A fronteira entre a Turquia e a Síria representa uma região de efervescência geopolítica com interesses variados. Em uma síntese bastante simplista, pode-se dizer que Bashar al-Assad tem como opositores a Turquia de Erdogan – situação que era inversa antes da guerra civil síria – e os jihadistas (inclusive componentes da al-Qaeda). Em seu favor está, por exemplo, o Hezbollah. Contrários tanto a Assad quanto aos militantes oposicionistas estão facções curdas, que participam de uma revolta armada na Síria, buscando garantir seu território (o Curdistão sírio), o que, por outro lado, entra em conflito também com os turcos, que classificam as milícias curdas como terroristas. Pode não parecer, mas é nesse contexto que MEU QUERIDO FILHO se insere.

Na trama, Riadh é um pai preocupado com o futuro de seu filho Sami, prestes a fazer o vestibular em meio a graves crises de enxaqueca. Quando o problema de saúde de Sami parece ter melhorado, o jovem sai de casa. Um plot essencialmente familiar e, de certa forma, singelo, tendo a geopolítica mencionada como pano de fundo. O diretor e roteirista Mohamed Ben Attia já tinha feito algo similar em “A amante” [clique aqui para ler a nossa crítica], isto é, falar de política através de uma história familiar. Dessa vez, a política abordada é um vespeiro, enquanto a história familiar é uma boa proposta de reflexão.
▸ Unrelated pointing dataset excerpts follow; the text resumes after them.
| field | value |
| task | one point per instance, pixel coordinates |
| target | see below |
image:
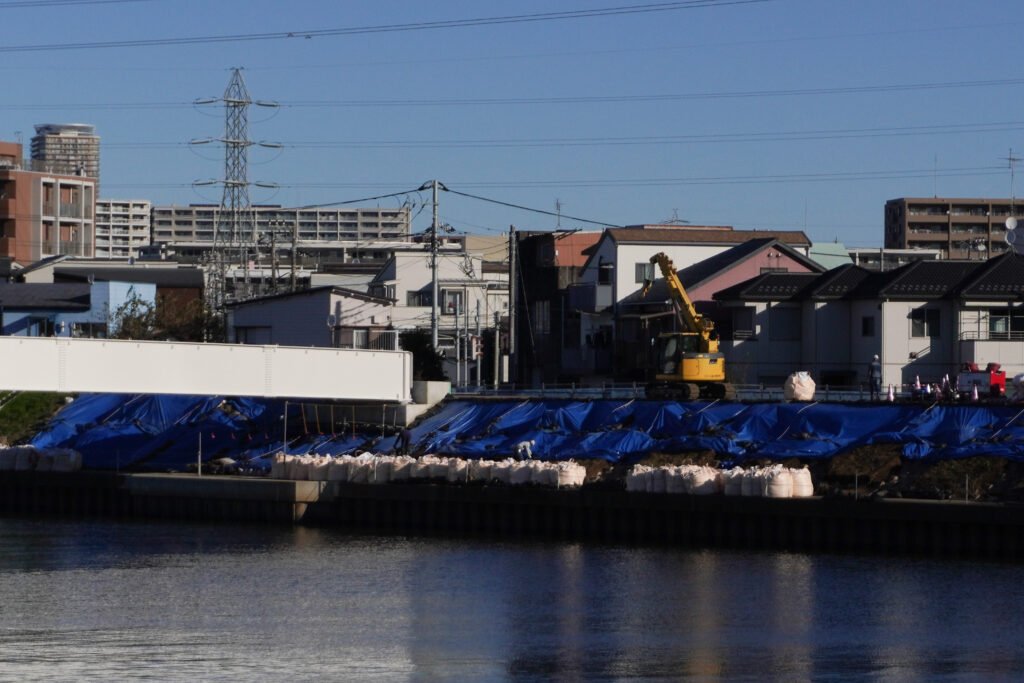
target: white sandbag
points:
(799, 386)
(479, 470)
(732, 481)
(66, 460)
(569, 474)
(655, 480)
(26, 458)
(7, 459)
(702, 481)
(420, 469)
(636, 480)
(380, 470)
(779, 483)
(401, 468)
(520, 473)
(438, 469)
(753, 483)
(458, 470)
(338, 469)
(802, 484)
(318, 468)
(45, 461)
(359, 470)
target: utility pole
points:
(512, 302)
(295, 244)
(433, 271)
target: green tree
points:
(427, 363)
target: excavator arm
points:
(689, 318)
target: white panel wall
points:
(44, 364)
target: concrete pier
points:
(887, 526)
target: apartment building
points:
(69, 148)
(196, 223)
(122, 227)
(43, 214)
(957, 228)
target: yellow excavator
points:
(689, 365)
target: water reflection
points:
(119, 600)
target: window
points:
(644, 271)
(783, 324)
(418, 298)
(452, 302)
(542, 317)
(89, 330)
(925, 323)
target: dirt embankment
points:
(878, 471)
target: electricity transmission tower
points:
(235, 236)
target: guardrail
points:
(611, 390)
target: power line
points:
(580, 99)
(523, 208)
(389, 28)
(772, 136)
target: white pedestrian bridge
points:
(108, 366)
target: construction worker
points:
(875, 377)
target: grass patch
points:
(27, 413)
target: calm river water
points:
(111, 600)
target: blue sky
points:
(771, 115)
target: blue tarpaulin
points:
(165, 433)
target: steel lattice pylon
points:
(235, 231)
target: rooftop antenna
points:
(1012, 218)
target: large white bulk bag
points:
(702, 480)
(420, 469)
(401, 468)
(279, 469)
(655, 480)
(732, 481)
(458, 470)
(318, 469)
(799, 386)
(802, 484)
(438, 468)
(636, 480)
(520, 473)
(338, 469)
(569, 474)
(26, 458)
(45, 461)
(479, 470)
(380, 470)
(753, 483)
(66, 460)
(779, 483)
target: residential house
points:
(617, 266)
(318, 316)
(548, 341)
(67, 309)
(925, 319)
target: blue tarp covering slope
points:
(159, 432)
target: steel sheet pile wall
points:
(42, 364)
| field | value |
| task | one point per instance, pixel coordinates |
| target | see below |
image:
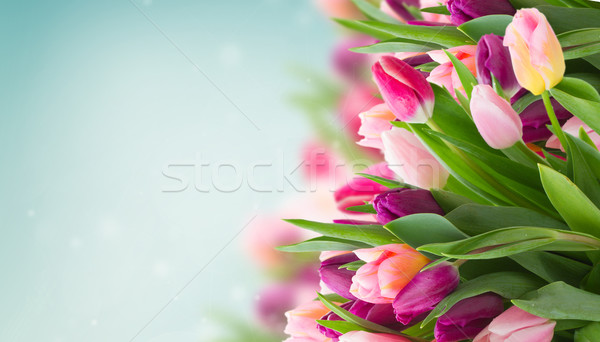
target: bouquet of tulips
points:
(483, 223)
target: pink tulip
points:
(387, 270)
(536, 54)
(411, 161)
(374, 122)
(302, 325)
(363, 336)
(445, 75)
(404, 89)
(497, 122)
(572, 127)
(517, 325)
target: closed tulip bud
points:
(464, 10)
(536, 54)
(363, 336)
(404, 89)
(335, 278)
(382, 314)
(468, 318)
(401, 202)
(515, 324)
(410, 160)
(387, 270)
(497, 122)
(424, 292)
(493, 59)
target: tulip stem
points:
(554, 120)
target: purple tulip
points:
(401, 202)
(382, 314)
(468, 317)
(464, 10)
(338, 279)
(398, 6)
(493, 58)
(424, 292)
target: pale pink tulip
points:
(374, 122)
(363, 336)
(497, 122)
(572, 127)
(515, 324)
(536, 54)
(411, 161)
(302, 325)
(445, 75)
(387, 270)
(404, 89)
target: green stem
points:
(554, 120)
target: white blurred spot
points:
(230, 55)
(161, 269)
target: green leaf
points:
(323, 243)
(579, 37)
(436, 10)
(366, 208)
(467, 79)
(373, 235)
(397, 45)
(474, 219)
(478, 27)
(561, 301)
(570, 19)
(373, 12)
(553, 267)
(509, 285)
(589, 333)
(420, 229)
(578, 211)
(449, 200)
(510, 241)
(341, 326)
(390, 183)
(447, 36)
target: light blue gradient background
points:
(94, 103)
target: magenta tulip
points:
(424, 292)
(404, 89)
(401, 202)
(497, 122)
(468, 318)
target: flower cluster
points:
(483, 221)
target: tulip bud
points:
(382, 314)
(374, 122)
(536, 54)
(493, 59)
(410, 160)
(516, 324)
(404, 89)
(497, 122)
(401, 202)
(464, 10)
(338, 279)
(387, 270)
(468, 318)
(363, 336)
(424, 292)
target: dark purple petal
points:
(338, 280)
(464, 10)
(468, 317)
(401, 202)
(424, 292)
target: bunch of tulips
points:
(482, 222)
Cartaz de “Meu querido filho

No que se refere à trama familiar, duas interpretações são possíveis – ao menos as mais evidentes, sem excluir outras. Na primeira, Riadh é um pai amoroso e dedicado que sonha em um futuro feliz e confortável para Sami, que, contudo, se revela um filho ingrato, rebelde e, de certa forma, estúpido (já que toma um rumo absolutamente distinto que aquele que o pai planejava). Na segunda interpretação, Riadh é um pai com boas intenções que, porém, ignora que as decisões sobre a vida de Sami devem ser tomadas pelo próprio Sami – quando o genitor se dá conta disso, seu rebento já está longe. Parece que Attia prefere a segunda leitura.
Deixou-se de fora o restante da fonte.